Your first contract

What we’re going to build

A TipJar contract: people send ETH, the contract records who paid in and how much, and only those people can withdraw what they put in. The property we want to prove is the obvious one and the one every real exploit violates:

The sum of recorded balances is exactly the amount of ETH the contract holds. Nothing is created. Nothing disappears.

By the end of this tutorial you will have:

• a working Tama project with the TipJar contract,
• a Lean proof of that invariant, machine-checked,
• a Foundry mirror test that exercises the same property as a fuzz test,
• a green tama audit report you could attach to a release.

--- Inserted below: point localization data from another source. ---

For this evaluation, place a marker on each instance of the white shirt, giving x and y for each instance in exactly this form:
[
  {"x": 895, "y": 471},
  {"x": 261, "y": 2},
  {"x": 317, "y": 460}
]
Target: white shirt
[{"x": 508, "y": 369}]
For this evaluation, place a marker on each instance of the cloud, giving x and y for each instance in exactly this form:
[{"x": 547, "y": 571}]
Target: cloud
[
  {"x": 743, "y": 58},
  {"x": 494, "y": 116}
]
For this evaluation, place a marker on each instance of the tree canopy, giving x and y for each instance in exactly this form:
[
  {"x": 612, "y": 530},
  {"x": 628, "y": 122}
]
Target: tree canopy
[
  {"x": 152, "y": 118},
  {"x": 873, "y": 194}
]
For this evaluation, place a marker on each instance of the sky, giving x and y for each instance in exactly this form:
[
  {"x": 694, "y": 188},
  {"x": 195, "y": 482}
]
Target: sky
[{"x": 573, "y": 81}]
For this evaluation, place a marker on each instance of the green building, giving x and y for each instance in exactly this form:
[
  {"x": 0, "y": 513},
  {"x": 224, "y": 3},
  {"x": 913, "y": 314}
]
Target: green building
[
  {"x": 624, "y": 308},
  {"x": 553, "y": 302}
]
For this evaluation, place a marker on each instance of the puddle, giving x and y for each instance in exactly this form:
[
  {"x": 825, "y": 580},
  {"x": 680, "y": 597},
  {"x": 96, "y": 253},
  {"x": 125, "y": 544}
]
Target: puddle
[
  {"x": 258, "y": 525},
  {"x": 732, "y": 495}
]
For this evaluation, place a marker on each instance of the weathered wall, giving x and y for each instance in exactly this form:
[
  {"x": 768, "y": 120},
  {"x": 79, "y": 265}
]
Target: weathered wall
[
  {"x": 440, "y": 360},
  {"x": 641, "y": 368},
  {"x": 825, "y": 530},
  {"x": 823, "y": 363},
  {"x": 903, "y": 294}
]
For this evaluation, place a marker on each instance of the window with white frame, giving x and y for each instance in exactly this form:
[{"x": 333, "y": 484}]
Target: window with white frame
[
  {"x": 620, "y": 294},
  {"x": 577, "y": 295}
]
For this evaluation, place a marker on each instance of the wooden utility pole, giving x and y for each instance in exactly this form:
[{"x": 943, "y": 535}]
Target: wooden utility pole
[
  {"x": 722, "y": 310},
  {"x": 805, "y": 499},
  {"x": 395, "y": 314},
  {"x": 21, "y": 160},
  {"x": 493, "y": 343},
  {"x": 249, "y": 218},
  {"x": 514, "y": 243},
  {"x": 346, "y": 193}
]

Step 1 — Scaffold a project

tama init tipjar-protocol
cd tipjar-protocol

tama init writes a Foundry-shaped project plus the Verity layers:

tipjar-protocol/
├── tama.toml          # project marker, Verity pin, audit policy
├── tama.lock          # resolved versions
├── foundry.toml       # standard Foundry config
├── lakefile.toml      # Lake build config (yours to edit)
├── lean-toolchain     # pinned Lean version
├── verity/
│   ├── src/           # Verity contracts
│   ├── spec/          # specifications and invariants
│   └── proof/         # machine-checked proofs
├── src/generated/     # generated Solidity bridges (do not edit)
├── test/verity/       # Foundry mirror tests
└── artifacts/         # build outputs

The starter ships with a real ERC20Lite example that already builds and audits. Verify your toolchain by running:

tama doctor
tama check

tama check runs the fast Lean elaboration of implementation + spec — proofs come later in tama build. This should finish in seconds.

Step 2 — Add the TipJar

tama new TipJar

This creates four files:

verity/src/TipJar.lean         # implementation
verity/spec/TipJarSpec.lean    # specification
verity/proof/TipJarProof.lean  # proof
test/verity/TipJar.t.sol       # Foundry mirror test

Open verity/src/TipJar.lean and replace the scaffold body with:

import Verity

verity_contract TipJar where

  storage
    balances : mapping(address, uint256)
    total    : uint256

  function deposit() external payable do
    let me  := msg.sender
    let amt := msg.value
    balances[me] := balances[me] + amt
    total        := total + amt

  function withdraw(amount : uint256) external do
    let me := msg.sender
    require balances[me] >= amount
    balances[me] := balances[me] - amount
    total        := total - amount
    transfer me amount

This is the entire implementation. It looks like Solidity because that’s the register Verity reaches for — storage, function, require, transfer. Underneath, every line is an expression in a Lean type theory that the compiler can reason about.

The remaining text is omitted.